3. **Timing the Training**: We import the `time` module and record the start and end times surrounding the model training. The duration is calculated as the difference between the end and start times, giving us the time taken to fit the model in seconds.

In [37]:
from keras.utils import to_categorical
import time

y_train = to_categorical(y_train)
y_test = to_categorical(y_test)

start_time = time.time()
model.fit(X_train, y_train, epochs=10, batch_size=128)
end_time = time.time()

time_taken = end_time - start_time
print(f"Time taken to fit the model: {time_taken:.2f} seconds")


Epoch 1/10
Epoch 2/10
Epoch 3/10
Epoch 4/10
Epoch 5/10
Epoch 6/10
Epoch 7/10
Epoch 8/10
Epoch 9/10
Epoch 10/10
Time taken to fit the model: 9.72 seconds


## Evaluating the Model on Test Data

After training the model, it's crucial to evaluate its performance on unseen data to understand its generalization capability.

1. **Model Evaluation**: The `evaluate` method from Keras is used to compute the loss and accuracy metrics on the test dataset (`X_test` and `y_test`).

2. **Print Accuracy**: The accuracy is printed to the console, formatted to show up to two decimal places.

In [38]:
test_loss, test_acc = model.evaluate(X_test, y_test)
print(f'Test accuracy: {test_acc * 100:.2f}%')



Test accuracy: 97.82%


## Conclusion

In this notebook, we walked through the process of creating a neural network model for MNIST digit classification using the Keras Functional API. We also created a custom dataset class to load the MNIST data, preprocessed the labels, trained the model, and finally evaluated its performance on the test set.

The model achieved a test accuracy of approximately 97.6% in around 10s, which is quite impressive for such a simple neural network architecture.

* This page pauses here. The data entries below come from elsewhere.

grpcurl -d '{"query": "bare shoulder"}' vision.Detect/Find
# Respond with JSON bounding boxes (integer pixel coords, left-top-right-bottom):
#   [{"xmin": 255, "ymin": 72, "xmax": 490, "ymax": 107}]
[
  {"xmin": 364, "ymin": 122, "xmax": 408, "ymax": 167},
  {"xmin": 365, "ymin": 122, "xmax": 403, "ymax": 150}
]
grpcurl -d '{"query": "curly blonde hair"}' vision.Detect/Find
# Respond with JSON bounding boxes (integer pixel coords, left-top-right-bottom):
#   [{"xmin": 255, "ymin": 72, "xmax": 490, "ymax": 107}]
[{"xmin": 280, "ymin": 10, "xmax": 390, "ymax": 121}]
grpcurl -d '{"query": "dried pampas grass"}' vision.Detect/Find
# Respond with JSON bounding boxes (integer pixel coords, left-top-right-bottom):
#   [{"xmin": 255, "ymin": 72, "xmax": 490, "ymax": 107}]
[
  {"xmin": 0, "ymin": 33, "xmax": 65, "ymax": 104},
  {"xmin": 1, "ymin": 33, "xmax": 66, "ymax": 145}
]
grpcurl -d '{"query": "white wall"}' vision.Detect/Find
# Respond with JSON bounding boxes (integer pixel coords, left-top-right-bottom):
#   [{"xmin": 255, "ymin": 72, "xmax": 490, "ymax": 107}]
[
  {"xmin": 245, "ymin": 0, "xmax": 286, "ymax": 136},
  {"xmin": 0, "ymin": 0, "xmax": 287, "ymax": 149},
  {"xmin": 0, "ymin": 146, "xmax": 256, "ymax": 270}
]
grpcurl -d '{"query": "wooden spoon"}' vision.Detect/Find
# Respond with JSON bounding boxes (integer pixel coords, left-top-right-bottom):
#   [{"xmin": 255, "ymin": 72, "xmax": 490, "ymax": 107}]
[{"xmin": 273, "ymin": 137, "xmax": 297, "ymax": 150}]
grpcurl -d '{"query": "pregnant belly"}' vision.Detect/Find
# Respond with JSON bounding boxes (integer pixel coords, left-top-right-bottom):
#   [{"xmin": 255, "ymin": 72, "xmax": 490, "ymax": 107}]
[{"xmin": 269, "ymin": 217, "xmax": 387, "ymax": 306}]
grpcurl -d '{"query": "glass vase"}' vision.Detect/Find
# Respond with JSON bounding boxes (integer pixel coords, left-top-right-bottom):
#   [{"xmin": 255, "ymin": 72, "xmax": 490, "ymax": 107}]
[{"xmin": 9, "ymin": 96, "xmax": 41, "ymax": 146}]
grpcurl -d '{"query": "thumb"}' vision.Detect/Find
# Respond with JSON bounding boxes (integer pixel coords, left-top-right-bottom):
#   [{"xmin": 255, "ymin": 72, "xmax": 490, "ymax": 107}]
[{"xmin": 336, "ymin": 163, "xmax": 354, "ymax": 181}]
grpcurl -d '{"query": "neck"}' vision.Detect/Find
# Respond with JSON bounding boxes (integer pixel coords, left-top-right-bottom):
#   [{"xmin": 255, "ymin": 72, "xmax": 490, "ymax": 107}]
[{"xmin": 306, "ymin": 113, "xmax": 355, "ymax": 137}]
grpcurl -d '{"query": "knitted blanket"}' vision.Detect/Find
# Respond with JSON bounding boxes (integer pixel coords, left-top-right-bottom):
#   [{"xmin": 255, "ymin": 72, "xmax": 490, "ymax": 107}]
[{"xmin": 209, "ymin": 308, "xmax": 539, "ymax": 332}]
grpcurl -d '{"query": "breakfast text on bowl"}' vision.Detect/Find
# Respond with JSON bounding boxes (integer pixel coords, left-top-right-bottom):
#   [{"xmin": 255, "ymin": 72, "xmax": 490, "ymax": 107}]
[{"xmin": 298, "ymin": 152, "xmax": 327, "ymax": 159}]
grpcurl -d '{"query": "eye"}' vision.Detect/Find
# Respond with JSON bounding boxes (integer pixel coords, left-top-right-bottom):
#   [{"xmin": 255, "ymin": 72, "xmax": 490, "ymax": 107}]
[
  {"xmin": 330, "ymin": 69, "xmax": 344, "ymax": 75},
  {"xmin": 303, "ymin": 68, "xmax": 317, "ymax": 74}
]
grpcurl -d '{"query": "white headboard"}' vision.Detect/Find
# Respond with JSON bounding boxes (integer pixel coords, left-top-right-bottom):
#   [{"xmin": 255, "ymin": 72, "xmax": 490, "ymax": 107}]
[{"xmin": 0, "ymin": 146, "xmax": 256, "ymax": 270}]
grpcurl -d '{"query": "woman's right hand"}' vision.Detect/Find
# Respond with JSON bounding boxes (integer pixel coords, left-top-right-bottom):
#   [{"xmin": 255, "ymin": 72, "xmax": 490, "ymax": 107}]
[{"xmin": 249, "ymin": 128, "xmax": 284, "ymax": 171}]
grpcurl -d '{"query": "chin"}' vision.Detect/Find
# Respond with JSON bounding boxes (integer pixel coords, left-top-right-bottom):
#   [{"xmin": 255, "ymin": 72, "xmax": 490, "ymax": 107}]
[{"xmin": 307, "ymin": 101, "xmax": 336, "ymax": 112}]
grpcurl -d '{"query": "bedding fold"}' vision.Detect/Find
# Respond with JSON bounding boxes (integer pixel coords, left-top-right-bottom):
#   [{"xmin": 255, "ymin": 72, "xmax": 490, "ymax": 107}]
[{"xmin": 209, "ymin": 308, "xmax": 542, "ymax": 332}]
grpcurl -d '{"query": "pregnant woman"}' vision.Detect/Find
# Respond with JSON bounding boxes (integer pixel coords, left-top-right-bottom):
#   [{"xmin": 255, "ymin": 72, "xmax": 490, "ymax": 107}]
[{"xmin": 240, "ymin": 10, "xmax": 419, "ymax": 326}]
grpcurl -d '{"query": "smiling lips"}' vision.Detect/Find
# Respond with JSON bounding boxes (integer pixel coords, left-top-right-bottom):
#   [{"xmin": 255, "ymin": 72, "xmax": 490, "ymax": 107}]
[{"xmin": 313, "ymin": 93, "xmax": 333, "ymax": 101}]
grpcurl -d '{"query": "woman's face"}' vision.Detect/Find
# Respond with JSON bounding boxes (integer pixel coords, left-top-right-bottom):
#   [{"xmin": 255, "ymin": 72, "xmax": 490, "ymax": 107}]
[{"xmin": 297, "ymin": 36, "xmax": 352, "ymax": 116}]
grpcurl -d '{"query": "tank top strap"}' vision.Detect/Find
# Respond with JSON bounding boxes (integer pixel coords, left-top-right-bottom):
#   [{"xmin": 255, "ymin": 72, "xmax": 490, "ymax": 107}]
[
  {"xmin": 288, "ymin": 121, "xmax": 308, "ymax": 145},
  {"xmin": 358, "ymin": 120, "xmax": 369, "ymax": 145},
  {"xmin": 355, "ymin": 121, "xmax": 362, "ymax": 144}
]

This result validates the model's effectiveness in digit classification tasks and its ability to generalize well to unseen data.

While the model performs well, there's always room for further improvement or experimentation. For instance, you could try different architectures, optimizers, or even apply data augmentation techniques.

Overall, this notebook serves as a practical example of using deep learning for image classification tasks, demonstrating the power and ease of using modern machine learning libraries like Keras.